Ankara’da Şırınga çikolatanın kapağının nefes borusuna kaçmasıyla vefat eden ilkokul öğrencisi Mert Yağız Köksal’ın haberiyle hepimiz kahrolduk. Bu vahim olayın ilk olmadığını,Diyarbakır’da 15 gün önce aynı şekilde vefat eden bir yavrumuzun da olduğunu haberlerden öğrendik.
Olayın bir çok boyutu var! Öncelikle idari olarak okul kantinlerinde bu ürünün satılmasına izin verilme boyutu ki, yetkili kurumların görevlerini yerine getirip getirmemelerinin sorgulanması!

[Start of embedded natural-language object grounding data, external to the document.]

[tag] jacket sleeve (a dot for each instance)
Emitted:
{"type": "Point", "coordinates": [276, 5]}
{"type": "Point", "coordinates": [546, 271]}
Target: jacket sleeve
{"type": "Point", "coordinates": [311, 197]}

İkinci olarak,şırınga çikolata ürününün içerdiği maddelerin gıda kodeksi kriterlerineve ilkokul öğrencilerinin tüketimine göre sağlıklı uygun olup olmadığının sorgulanması!
Üçüncü olarak, bu ürünün plastik kabının ilkokul çağındaki çocukların can güvenliği için bir risk oluşturup oluşturmadığının sorgulanması!
Bu sorgulamaları uzatabiliriz.
Olaya neden olan sıvı şırınga çikolatanın kabını incelediğimizde; enjektör şeklinde olup,ucunun koni şeklinde bir plastik tıkaç ile kapatıldığını görmekteyiz.
Çocuklarımız bu ürünü içindeki çikolatayı yedikten sonra içine su koyup, oyun oynadıkları için tercih etmektedirler.
Olay sırasında arkadaşlarının ifadesinden; yavrumuzun bu tıkacı açmakta zorlandığını öğrenmekteyiz.
Muhtemelen yavrumuzun tıkacı açmak için ağzıyla zorladığını ve şırınganın arkasından da eliyle baskı yaparak tıkacın tazyikle nefes borusuna kaçtığını düşünüyorum.
Sonrasında okulda öğretmenlerinin ilk yardım yapılmasından bir netice alınamayınca, en yakın sağlık ocağında yapılan müdahale ve acil sağlık ekiplerinin de müdahalesi de maalesef yavrumuzu kurtaramadı.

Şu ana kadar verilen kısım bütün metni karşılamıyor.